Een ander deel van het bedrijfspand wordt gehuurd door [bedrijf 1] (hierna: [bedrijf 1] ). De huidige huurovereenkomst van [bedrijf 1] is aangevangen per 1 januari 2022 en eindigt op 31 december 2032. De huurprijs bedraagt € 15,00 per m2 per jaar. Van 1 juni 2019 tot 31 december 2021 heeft [bedrijf 1] hetzelfde deel van het bedrijfspand gehuurd tegen een prijs van € 30,00 per m2.
2.4.
Eind 2019 heeft [ged.conv./eis.reconv.] een bedrag van € 165.289,26 exclusief btw aan [eis.conv./verw.reconv.] voorgeschoten, waarvan verbouwingskosten zijn betaald. Hiervan heeft [eis.conv./verw.reconv.] € 38.000,00 terugbetaald.
2.5.
In maart 2022 heeft [ged.conv./eis.reconv.] twee taxatierapporten van het bedrijfspand per 25 maart 2020 ter beschikking gesteld.
2.6.
Op 4 augustus 2022 heeft een gesprek plaatsgevonden tussen [eis.conv./verw.reconv.] en [ged.conv./eis.reconv.] . Partijen hebben toen gesproken over een huurbetalingsachterstand van [eis.conv./verw.reconv.] en de mogelijke verkoop van het bedrijfspand aan [eis.conv./verw.reconv.] . Bij dit gesprek waren in ieder geval aanwezig [betrokkene 1] , directeur-aandeelhouder van [eis.conv./verw.reconv.] (hierna: [betrokkene 1] ), [betrokkene 2] , de deurwaarder van [ged.conv./eis.reconv.] (hierna: [betrokkene 2] ), en [betrokkene 3] , directeur-aandeelhouder van [ged.conv./eis.reconv.] (hierna [betrokkene 3] ).
2.7.
Partijen hebben ook per e-mail gecommuniceerd over de potentiële (ver)koop van het bedrijfspand. Op 24 augustus 2022 heeft [betrokkene 4] , finance manager van [eis.conv./verw.reconv.] (hierna: [betrokkene 4] ) aan [betrokkene 2] , met [betrokkene 3] , [betrokkene 1] en de heer [betrokkene 5] van [eis.conv./verw.reconv.] in CC, onder andere ge-e-maild:

Namens [betrokkene 1] kan ik bij deze aangeven dat [betrokkene 1] op korte termijn (/begin september) het pand aan de [adres+plaats] , wil kopen voor€ 1.950.000,--
(…)”.
2.8.
Op 15 september 2022 heeft [eis.conv./verw.reconv.] aan [betrokkene 2] ge-e-maild:
“(…)
Over het gebruik van de parkeerplaatsen heb ik eerlijk gezegd niets kunnen vinden in de overeenkomst van [bedrijf 1] . Wel staat in de overeenkomst bij artikel 1.2 “het gehuurde zal door of vanwege huurder uitsluitend worden bestemd om te worden gebruikt voor productie en opslag werkzaamheden”. Het gebruik van de parkeerplaatsen aan de [adres+plaats] wordt niet benoemd en is dan dus ook niet van toepassing.
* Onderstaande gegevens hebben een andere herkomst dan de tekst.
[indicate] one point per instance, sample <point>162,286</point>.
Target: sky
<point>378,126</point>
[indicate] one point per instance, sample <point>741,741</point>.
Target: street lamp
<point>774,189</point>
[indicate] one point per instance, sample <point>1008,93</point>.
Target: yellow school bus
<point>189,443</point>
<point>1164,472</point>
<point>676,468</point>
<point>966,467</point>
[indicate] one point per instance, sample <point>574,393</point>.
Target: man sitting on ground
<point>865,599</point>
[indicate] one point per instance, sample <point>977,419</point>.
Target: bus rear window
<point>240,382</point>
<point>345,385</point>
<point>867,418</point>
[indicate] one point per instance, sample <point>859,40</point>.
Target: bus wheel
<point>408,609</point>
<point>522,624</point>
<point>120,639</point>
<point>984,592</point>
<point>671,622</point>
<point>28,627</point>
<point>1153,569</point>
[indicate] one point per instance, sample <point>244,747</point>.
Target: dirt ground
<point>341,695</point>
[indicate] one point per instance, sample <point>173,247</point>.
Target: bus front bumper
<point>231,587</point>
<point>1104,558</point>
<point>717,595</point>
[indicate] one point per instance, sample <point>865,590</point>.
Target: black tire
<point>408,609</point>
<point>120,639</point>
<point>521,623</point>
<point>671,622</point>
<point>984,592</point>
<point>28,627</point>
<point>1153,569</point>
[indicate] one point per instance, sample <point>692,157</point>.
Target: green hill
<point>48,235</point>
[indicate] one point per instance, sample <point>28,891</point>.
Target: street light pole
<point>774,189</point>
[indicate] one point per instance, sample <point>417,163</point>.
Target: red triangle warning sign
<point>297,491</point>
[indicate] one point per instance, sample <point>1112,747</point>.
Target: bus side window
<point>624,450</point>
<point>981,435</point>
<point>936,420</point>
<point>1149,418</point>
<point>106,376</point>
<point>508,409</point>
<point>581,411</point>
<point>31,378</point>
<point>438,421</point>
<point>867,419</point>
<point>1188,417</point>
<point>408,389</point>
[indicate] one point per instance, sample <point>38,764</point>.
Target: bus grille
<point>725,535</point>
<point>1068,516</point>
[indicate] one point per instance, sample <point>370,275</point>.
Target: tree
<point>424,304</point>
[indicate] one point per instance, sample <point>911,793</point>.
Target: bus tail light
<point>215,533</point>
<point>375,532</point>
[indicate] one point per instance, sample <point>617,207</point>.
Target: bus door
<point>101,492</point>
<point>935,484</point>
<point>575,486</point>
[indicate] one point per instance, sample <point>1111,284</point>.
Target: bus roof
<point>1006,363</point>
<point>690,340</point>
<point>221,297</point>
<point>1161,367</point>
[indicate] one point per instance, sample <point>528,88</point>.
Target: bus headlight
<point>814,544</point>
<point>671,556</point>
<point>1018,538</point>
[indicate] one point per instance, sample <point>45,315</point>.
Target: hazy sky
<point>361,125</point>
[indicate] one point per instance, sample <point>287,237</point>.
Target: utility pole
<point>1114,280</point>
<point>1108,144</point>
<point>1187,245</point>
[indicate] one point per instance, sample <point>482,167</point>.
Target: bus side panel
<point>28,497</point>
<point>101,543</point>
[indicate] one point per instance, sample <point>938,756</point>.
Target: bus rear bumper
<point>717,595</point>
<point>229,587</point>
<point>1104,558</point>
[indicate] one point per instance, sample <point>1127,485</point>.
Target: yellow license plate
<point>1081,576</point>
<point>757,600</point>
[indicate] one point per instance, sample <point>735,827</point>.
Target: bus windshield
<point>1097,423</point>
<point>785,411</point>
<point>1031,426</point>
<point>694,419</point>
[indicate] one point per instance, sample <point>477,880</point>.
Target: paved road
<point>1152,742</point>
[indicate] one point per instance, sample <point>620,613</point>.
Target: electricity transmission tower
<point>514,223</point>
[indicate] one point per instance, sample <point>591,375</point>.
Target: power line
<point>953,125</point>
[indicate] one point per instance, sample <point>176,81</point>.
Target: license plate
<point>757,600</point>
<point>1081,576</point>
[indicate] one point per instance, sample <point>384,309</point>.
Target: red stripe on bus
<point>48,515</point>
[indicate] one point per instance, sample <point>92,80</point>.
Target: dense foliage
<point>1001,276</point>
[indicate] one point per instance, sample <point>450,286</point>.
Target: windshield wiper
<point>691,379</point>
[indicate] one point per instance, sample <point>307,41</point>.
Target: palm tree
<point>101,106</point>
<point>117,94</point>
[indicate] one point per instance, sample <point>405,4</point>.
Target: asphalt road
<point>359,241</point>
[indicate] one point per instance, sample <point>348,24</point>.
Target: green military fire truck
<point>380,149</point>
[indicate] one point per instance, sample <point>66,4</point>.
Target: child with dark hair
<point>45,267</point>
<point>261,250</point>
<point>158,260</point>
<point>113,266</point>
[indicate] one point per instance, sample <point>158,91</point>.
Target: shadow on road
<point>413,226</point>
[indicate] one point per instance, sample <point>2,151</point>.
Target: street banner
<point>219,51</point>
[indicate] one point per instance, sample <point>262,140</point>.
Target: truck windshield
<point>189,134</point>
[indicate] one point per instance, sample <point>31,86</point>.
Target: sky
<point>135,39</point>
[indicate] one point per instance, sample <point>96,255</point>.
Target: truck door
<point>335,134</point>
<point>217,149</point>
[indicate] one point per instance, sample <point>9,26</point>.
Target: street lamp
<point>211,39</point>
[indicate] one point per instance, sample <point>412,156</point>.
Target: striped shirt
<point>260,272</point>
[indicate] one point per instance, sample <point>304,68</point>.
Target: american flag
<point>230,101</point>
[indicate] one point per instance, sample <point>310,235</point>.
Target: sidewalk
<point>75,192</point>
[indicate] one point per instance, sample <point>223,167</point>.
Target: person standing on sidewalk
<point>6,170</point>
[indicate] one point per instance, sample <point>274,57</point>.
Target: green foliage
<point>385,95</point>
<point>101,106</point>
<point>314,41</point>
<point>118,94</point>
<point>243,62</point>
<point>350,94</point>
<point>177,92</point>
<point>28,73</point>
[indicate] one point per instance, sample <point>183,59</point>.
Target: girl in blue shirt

In onze huurovereenkomst staat wel iets beschreven over het gebruik van de parkeerplaatsen, maar aangezien [bedrijf 1] de huur van de opslagruimte en corridor aan de [adres+plaats] heeft opgezegd per 31-12-2022, tijdens ons gesprek bij u op kantoor werd dit aangegeven door de heer [betrokkene 3] en door u bevestigd, zal ik her niet verder op in gaan.” .
2.9.
Later is de correspondentie (ook) verlopen via de advocaten van partijen. Bij brief van 26 september 2022 heeft de advocaat van [eis.conv./verw.reconv.] onder meer het volgende voorstel aan [ged.conv./eis.reconv.] , meer specifiek de heer [betrokkene 3] gedaan:

Cliënte is nog steeds bereid haar eerdere aanbod van € 1.950.000,00 gestand te doen indien levering op korte termijn kan plaatsvinden. Dit gezien het feit dat zij belang heeft bij spoedige levering van het objecten ook uw wens is gelet op uw mail
van 20 september jl.(…)
Graag verneem ik uiterlijk 30 september a.s. of u akkoord bent met het voorstel”.
2.10.
Op 12 oktober 2022 heeft de advocaat van [ged.conv./eis.reconv.] een tegenvoorstel gedaan:
“(…)
is cliënte nog wel voor een allerlaatste keer bereid nog een laatste ultiem voorstel te doen aan uw cliënte om een gedeelte van het Gehuurde toch nog te kunnen kopen.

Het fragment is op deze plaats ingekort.